VA: In Uganda, what is the role of this crop in in terms of productivity, food security and market opportunities?

BY: In Uganda, sweetpotato is a major food, nutrition and income security crop with a per capita consumption of 85 kilograms per year. Over the next five years the national working agenda is taking sweetpotato as a strategic commodity for the development of Uganda. The government is especially looking forward to further promoting the nutrient dense, orange-fleshed varieties for nutrition and income security. So, sweetpotato plays a very critical role in the development and well-being of the citizens of Uganda.

Products made from sweetpotato puree on sale in Uganda. Sweetpotato is a versatile crop that lowers production costs of baked goods while adding nutrition. Plant breeders like Yada take into account the needs of producers, vendors, and consumers when developing new varieties with market-preferred traits (photo: CIP)

VA: Given that sweetpotato is key in terms of food security and has numerous market opportunities in Uganda, what are some of the challenges to its productivity?

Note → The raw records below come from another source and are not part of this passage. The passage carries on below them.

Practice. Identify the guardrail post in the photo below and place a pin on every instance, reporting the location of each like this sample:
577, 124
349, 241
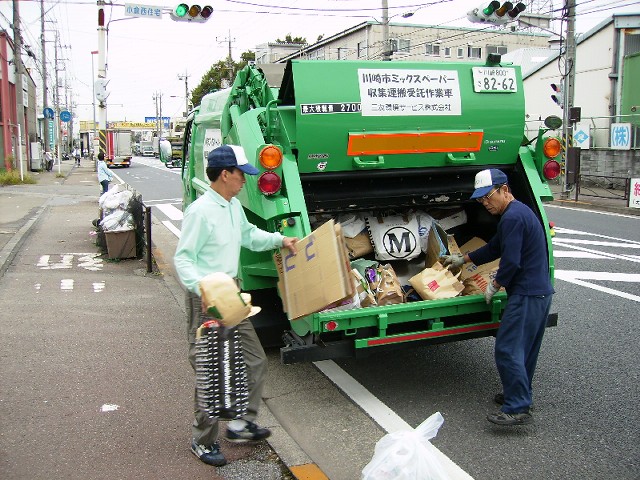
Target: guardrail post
147, 228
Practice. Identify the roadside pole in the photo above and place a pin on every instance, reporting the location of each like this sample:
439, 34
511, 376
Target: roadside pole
102, 78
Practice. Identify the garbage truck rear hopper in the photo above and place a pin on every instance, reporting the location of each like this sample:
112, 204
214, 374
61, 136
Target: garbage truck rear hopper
374, 137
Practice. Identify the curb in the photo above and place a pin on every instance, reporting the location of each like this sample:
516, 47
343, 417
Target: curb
10, 250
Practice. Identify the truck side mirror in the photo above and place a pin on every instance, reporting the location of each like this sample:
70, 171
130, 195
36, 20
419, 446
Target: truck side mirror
553, 122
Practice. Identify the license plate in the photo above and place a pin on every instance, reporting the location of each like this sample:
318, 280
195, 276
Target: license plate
494, 79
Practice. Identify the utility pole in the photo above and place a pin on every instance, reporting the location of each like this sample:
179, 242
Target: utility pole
45, 94
185, 77
569, 83
17, 41
386, 47
57, 102
102, 77
229, 58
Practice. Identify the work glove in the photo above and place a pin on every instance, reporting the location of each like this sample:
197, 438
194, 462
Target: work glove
454, 260
490, 292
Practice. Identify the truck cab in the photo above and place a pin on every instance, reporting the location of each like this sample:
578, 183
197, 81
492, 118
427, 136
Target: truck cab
347, 137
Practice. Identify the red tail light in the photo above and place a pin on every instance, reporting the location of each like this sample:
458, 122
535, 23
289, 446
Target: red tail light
269, 183
551, 170
270, 157
552, 147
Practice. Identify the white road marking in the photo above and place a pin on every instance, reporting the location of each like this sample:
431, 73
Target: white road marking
170, 211
576, 278
592, 211
172, 228
379, 412
87, 261
575, 254
109, 407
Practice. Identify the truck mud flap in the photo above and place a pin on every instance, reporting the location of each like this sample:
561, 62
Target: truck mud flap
296, 350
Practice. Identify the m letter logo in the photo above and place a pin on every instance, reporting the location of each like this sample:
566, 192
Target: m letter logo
400, 242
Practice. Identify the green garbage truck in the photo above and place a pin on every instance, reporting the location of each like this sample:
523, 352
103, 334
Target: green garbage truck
345, 137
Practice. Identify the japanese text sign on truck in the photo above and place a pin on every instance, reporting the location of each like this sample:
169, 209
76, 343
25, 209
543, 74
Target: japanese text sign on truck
379, 140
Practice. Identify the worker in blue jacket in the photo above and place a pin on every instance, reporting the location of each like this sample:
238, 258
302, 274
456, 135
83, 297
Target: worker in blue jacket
521, 246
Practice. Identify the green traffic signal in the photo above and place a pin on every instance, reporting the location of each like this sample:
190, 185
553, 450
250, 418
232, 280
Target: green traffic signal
184, 12
181, 10
492, 7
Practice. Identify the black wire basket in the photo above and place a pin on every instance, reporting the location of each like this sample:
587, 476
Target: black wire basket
221, 373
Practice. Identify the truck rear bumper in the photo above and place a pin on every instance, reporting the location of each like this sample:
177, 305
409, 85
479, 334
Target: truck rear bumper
296, 350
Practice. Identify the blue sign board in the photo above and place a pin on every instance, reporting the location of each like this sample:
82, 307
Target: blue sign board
166, 121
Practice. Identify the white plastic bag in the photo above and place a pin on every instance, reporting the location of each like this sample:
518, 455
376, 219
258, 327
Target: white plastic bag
407, 455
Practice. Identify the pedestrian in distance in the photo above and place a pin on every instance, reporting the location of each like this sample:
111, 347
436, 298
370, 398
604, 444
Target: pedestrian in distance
104, 174
524, 273
48, 161
214, 229
76, 156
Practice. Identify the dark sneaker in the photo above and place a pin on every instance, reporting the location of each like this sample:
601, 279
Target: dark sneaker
209, 455
499, 399
250, 433
510, 419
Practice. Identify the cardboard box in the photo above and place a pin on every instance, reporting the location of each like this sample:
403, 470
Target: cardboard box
121, 244
470, 269
476, 277
433, 245
318, 275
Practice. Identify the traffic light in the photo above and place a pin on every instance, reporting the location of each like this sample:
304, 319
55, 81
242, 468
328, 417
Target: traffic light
558, 96
494, 12
183, 12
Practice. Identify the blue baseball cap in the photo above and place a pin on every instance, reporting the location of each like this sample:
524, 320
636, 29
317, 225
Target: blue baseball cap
486, 180
230, 156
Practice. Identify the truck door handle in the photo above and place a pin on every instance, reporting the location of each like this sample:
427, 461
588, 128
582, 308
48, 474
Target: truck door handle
468, 158
372, 164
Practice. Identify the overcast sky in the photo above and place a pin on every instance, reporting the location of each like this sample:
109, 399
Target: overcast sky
145, 56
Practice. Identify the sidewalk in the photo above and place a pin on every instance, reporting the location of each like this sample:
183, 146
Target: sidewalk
95, 382
95, 379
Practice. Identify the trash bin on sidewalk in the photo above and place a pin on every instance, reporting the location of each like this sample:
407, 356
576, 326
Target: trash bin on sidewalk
121, 244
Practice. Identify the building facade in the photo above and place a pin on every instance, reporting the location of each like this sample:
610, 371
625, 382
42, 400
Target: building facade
409, 42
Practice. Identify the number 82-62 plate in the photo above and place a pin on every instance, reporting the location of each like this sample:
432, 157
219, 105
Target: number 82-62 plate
494, 79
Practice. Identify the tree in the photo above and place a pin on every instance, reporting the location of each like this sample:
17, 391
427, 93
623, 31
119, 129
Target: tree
288, 39
213, 80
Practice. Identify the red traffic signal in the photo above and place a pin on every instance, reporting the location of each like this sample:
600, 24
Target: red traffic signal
184, 12
496, 13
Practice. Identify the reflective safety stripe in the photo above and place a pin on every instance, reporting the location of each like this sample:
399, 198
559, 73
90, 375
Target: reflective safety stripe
413, 142
439, 333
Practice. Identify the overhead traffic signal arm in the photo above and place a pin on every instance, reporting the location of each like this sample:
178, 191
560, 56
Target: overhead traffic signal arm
496, 13
558, 95
184, 12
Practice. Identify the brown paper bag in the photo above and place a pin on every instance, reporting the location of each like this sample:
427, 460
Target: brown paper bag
436, 282
388, 289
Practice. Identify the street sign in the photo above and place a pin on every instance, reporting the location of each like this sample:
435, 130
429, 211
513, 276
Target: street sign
621, 136
582, 135
146, 11
634, 193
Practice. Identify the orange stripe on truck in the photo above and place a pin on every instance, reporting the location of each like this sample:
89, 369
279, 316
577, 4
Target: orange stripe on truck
413, 142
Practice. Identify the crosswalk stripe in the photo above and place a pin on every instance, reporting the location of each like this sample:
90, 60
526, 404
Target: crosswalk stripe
170, 211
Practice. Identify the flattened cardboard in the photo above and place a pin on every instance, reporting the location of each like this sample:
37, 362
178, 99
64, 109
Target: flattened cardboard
433, 246
470, 269
318, 275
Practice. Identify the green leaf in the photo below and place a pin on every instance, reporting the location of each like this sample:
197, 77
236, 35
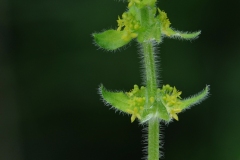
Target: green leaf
111, 39
196, 99
116, 99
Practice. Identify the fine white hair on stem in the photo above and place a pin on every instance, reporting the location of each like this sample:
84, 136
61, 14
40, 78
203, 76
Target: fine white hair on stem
145, 140
156, 61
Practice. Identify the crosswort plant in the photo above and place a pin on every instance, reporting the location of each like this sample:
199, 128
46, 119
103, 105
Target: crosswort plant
152, 103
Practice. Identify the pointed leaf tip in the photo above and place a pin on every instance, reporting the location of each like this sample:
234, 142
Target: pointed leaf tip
111, 39
196, 99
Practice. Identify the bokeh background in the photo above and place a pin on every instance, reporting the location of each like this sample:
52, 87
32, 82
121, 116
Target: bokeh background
50, 71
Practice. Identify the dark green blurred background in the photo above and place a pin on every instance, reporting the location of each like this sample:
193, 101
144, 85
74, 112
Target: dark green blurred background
50, 71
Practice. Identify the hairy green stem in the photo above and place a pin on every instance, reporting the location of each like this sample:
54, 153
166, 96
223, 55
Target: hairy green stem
150, 69
151, 83
153, 139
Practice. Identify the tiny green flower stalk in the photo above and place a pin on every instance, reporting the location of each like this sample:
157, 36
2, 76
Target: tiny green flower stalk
152, 103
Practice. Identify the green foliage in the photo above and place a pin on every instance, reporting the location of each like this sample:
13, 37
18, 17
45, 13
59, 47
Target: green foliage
147, 24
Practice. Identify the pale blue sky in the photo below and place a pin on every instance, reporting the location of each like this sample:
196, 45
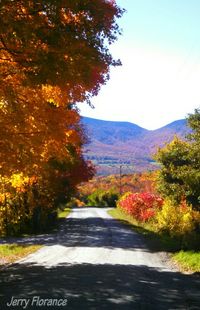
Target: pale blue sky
159, 81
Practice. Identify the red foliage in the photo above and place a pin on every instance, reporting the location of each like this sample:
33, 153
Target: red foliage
142, 206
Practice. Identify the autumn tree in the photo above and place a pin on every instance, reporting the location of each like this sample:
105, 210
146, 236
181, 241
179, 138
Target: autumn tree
53, 54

BY: One of the leading challenges to its productivity is that many producers like to grow non-orange fleshed varieties. Developing acceptable orange varieties with the right color properties is one of the major challenges are addressing so that these nutrient-dense varieties can be further promoted and taken up for production in the country. Secondly, sweetpotato is vulnerable to a number of pests and diseases. Specifically, in Uganda, you will find sweetpotato virus disease can cause significant yield damage – up to 98 percent in some extreme cases. When it comes to pests, sweetpotato weevils severely damage the crop. They actually feed on the roots which is what farmers and producers need to harvest. Weevils can cause between 67 and 100 percent yield losses, especially in areas which suffer intermittent lesser droughts. Another major other problem the industry faces is the underdeveloped sweetpotato seed systems. There is not much private sector investment in sweetpotato seed systems to date. This means a lot of effort in seed systems has to be done by the public sector, which normally has constrained funds. So, developing systems is another needed intervention to address some of these challenges.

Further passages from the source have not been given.